In the meanwhile, Tsuya pulled herself to her feet, and brought him down by sweeping his feet off the ground. Again, there ensued a fierce, closed struggle. Wounded as he was, he was more than her match. She was at last pinned down, flat on her back, hands closing around her neck to choke out her life. A particle more of strength left in the wounded man, and she would have been dead, straightway. Tokubey’s strength had carried him thus far, but no farther; suddenly he felt himself sapped of force.
“Come, what are you doing, Shin san?” Tsuya called out for help, straining her half-choked voice.
“—He’s killing me!—Don’t you see here is our chance, to-night?—Finish this Tokubey—this dog’s dying, anyway,—and it means we’ll be free—no more bother—you as well as me. Never a better chance to crack his head!—For heaven’s sake, come!—come and get him—”
Even while she went on trying to shriek out her appeal, her life seemed fast sinking, her voice grew fainter and ever fainter, until every second threatened to crop it short, once for all.
“Fiend you! Oh, I’m choking! Help me, Shin san!” Her voice was good yet for that another shriek.
Scarce had she spent out her breath, before Shinsuké drove the knife, the spoil of a moment ago, into the back of the man placed astride her fallen body. Little worse for the blow, the other shot himself into his arms, kicking, battering, biting, ripping with nails, in frenzied rage. Shinsuké did not experience such resistant force when he killed Santa or the boatman’s woman. Nor were they always on their feet. Rolling and tumbling, dragged in dirt and pulled by hair, the two men fought on what appeared a fight of neither men nor beasts. It was after some moments that Shinsuké, almost by chance, buried his knife into the flabby side of his foe.
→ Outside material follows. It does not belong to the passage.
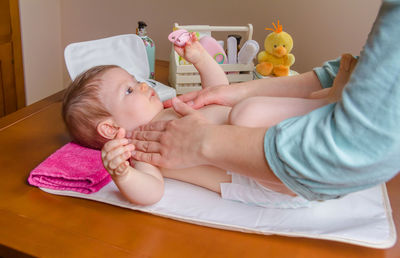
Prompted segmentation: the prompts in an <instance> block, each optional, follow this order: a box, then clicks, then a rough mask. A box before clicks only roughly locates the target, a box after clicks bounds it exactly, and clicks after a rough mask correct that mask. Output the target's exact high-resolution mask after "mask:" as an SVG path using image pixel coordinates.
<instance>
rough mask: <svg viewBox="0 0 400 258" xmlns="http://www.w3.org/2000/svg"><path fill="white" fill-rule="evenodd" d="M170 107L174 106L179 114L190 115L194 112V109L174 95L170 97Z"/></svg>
mask: <svg viewBox="0 0 400 258" xmlns="http://www.w3.org/2000/svg"><path fill="white" fill-rule="evenodd" d="M172 107H173V108H174V110H175V112H176V113H178V114H180V115H181V116H186V115H190V114H192V113H193V112H196V110H194V109H193V108H191V107H190V106H189V105H187V104H185V103H184V102H182V100H180V99H178V98H176V97H175V98H173V99H172Z"/></svg>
“He—he—here, Tsuya! I die, but my curse be on your head!” With this outburst on his lips, Tokubey gave a convulsive shudder. In the same instant, a second blow was sent through his heart. One sharp whine of pain, hanging yet on the other’s arms, he stiffened.
“What of the curse of a gutter rat! Serves you right, too!” said Tsuya.
“It’s the third one I’ve killed! I am damned!—For heaven’s sake, die with me, now!” Shinsuké said, when he had shoved the corpse off, having freed himself from the dead man’s clutch; his jaw sagged, in an uncontrollable tremble.
“What talk, man! If that’s what you do, what’s the sense of killing this man? You have gone down deep enough, why not stay there and take all good things coming your way? Who will know this thing, if we keep our mouths shut? Why this chicken-hearted idea? Come, you buck up. I don’t want to die,—no, never!”